After a very prompt referral to Salisbury hospital, Alfie had the impressions taken for his hearing aids, and we had an appointment made the following week to have them fitted. He’d be 7 weeks old.
Needless to say, it was a big day for us. Although we knew Alfie had access to SOME sound, this would allow him to hear more than he’d ever been able to before, maybe hear us whisper to him, or hear us sing to him properly without being so close to his ears.
The first little ear pieces were so tiny. I get emotional now still looking at them. We were talked through the maintenance of them as they fine tuned them to Alfie’s needs, and before we knew it, we were walking out of the hospital with our little man, fast asleep, with two huge hearing aids hanging off his ears.
They were a nightmare to keep on! Every time he moved, one would fall out. They’d scream with feedback and Alfie would get irritated with me trying to hook them over his ears every 3 minutes. And then we found the answer.
Hearing aid headbands were our life saver. I found Charlotte through Instagram, and immediately ordered one to try. It arrived within a week, and for the first time, Alfie was able to wear both hearing aids at once for a good few hours. We were absolutely overwhelmed with relief. I soon ordered a few more designs to match different outfits and soon enough, the hearing aids were staying in all day. every day. He’d had his snazzy new green aids delivered too, so this kid looked SUPER cool.
In between all this, we were having to travel to Salisbury every week or so to get new impressions made as his little ears were growing so fast, which was a pain, but totally worth it. We now go once every 6-8 weeks as although he’s still growing, it’s slowed down a little!
In October, we met with a consultant to see if he was a suitable candidate for cochlear implant surgery, and we decided then that we’d see how he gets on over the next year before making any decisions. Alfie seemed to be getting on really well with his hearing aids, developing all the right sounds indicating normal speech development and was, in general, an incredibly happy, chirpy boy.
In January this year, he had his first test since that first once to check his hearing hadn’t deteriorated. We were very surprised to learn it had. His initial 40-60 dB loss had plummeted down to 90-110 dB. We didn’t know why, we were hoping he was all congested after his period with croup, however a repeated test in April showed similar results.

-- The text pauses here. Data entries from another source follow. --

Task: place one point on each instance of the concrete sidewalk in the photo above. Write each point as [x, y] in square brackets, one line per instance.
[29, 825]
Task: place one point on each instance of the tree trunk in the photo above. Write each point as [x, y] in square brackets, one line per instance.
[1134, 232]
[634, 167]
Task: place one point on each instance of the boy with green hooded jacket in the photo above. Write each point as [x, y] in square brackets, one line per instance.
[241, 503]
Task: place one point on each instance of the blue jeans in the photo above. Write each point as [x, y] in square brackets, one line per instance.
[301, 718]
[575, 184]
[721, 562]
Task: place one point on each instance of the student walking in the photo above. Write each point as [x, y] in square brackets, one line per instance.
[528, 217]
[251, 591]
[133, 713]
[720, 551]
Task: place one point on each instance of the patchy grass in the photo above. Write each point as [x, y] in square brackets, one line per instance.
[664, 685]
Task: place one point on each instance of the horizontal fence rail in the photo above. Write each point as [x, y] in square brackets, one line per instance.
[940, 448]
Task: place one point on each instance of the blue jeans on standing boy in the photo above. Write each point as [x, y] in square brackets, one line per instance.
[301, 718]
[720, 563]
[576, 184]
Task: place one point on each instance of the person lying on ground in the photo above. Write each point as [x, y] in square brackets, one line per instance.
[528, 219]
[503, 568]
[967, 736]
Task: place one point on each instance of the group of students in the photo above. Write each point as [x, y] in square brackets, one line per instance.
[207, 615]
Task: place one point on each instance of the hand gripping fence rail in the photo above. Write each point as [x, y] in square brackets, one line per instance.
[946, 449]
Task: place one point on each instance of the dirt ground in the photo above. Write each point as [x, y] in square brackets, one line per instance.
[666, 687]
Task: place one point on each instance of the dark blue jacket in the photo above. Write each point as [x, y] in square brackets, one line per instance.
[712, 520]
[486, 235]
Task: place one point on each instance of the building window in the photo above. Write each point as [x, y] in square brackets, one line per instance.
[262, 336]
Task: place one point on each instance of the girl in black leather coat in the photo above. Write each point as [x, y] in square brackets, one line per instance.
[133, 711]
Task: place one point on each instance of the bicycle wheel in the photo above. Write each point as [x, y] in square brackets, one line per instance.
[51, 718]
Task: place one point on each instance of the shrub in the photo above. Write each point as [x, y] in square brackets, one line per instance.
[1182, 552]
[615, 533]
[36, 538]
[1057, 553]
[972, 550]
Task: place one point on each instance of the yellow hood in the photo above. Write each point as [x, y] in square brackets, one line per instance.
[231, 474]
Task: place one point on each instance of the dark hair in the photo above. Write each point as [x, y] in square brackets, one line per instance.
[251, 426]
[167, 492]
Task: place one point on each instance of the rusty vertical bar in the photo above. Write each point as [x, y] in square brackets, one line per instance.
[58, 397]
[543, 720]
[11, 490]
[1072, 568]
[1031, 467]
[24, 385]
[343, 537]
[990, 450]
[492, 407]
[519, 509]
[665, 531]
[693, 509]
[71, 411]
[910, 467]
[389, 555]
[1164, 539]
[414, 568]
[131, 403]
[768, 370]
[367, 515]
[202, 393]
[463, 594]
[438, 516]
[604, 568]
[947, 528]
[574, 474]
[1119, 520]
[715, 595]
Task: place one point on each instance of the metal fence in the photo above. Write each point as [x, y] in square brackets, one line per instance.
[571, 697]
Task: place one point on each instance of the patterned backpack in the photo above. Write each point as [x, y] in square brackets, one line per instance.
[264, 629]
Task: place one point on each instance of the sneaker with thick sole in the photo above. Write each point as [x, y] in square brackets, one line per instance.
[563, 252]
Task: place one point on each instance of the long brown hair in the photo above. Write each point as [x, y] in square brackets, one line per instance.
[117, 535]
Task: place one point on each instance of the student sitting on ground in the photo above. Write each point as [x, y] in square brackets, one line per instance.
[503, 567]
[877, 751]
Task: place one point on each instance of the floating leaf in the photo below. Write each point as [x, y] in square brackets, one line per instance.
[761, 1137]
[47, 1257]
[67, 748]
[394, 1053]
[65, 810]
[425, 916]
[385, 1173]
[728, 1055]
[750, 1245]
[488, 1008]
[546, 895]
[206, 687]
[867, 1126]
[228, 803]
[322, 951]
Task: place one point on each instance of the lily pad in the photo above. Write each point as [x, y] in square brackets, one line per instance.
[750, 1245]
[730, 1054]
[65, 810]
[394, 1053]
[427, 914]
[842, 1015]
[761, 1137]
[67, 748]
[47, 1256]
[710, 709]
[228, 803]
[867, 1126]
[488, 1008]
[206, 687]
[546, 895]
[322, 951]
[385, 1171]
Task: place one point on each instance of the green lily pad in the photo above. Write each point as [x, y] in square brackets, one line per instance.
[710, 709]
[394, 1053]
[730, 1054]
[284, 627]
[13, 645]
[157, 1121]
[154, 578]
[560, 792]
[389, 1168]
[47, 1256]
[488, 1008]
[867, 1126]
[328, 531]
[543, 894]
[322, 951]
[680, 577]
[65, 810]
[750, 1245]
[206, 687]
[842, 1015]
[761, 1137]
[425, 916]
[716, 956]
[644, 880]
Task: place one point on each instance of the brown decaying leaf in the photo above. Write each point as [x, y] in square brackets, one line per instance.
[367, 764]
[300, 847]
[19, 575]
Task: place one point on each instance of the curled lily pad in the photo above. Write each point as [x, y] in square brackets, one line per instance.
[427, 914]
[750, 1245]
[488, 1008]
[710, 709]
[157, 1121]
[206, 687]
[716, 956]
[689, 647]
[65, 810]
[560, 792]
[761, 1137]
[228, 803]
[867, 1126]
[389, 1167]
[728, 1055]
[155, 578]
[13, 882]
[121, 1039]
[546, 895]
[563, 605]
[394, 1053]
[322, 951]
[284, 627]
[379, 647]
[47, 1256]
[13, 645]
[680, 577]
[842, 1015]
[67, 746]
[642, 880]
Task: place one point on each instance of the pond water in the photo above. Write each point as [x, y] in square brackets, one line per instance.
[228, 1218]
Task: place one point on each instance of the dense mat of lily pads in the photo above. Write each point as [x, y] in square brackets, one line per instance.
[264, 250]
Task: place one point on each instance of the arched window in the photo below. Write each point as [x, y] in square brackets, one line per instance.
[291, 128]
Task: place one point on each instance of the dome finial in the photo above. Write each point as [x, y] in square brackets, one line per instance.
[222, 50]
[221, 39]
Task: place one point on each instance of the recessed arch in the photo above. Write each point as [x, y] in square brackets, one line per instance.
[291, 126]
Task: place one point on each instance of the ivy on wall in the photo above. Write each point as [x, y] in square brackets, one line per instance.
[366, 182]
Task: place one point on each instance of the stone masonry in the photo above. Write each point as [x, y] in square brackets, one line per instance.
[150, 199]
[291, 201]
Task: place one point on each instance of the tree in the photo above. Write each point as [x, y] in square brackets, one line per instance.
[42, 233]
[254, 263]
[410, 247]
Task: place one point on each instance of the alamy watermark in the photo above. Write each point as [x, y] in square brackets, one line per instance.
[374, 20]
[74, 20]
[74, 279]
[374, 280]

His hearing aids were now pretty much at full power, and he still wasn’t getting all the access he needs to be able to hear and develop speech
The test is done by keeping Alfie distracted and playing different frequencies at different volumes in each ear in turn. When he hears a noise, he looks up and is rewarded by seeing the cool flashy light! This teaches him that he is rewarded if he shows us he can hear the sounds, or in other words, positive reinforcement.
The last test was this month, and fortunately, Alfie has recovered 10-15 dB of his hearing. Prolonged congestion from the croup and some colds, combined with teething, certainly hadn’t worked in his favour, but now we could see a light at the end of the tunnel. It wasn’t by any means ‘better’, but it hadn’t got any worse.
We’ve ordered him some new hearing aids, which will allow us to make more adjustments to his needs, including increasing amplification in the future if he needs it. When they’re fitted in a few weeks time, he’ll have another test to make sure he gets on with them. They think that with the exact fine-tuning they can do, after a period of adjustment, Alfie will likely excel with speech development and continue to amaze us with his resilience.
At 14 months old, Alfie has known no different. Life to him, is hearing things through these clever little computers behind his ears. He (most of the time) leaves them alone and he knows what they’re for, will ask us to put them in for him, or take them out when he’s tired or ready for a nap.
These little pieces of technology have been around for only a few years, and thanks to them, our precious little boy can enjoy the world with us, enjoy music with us, play games with us and communicate with us. His hearing aids are part of him, and to be quite honest, he looks weird without them now!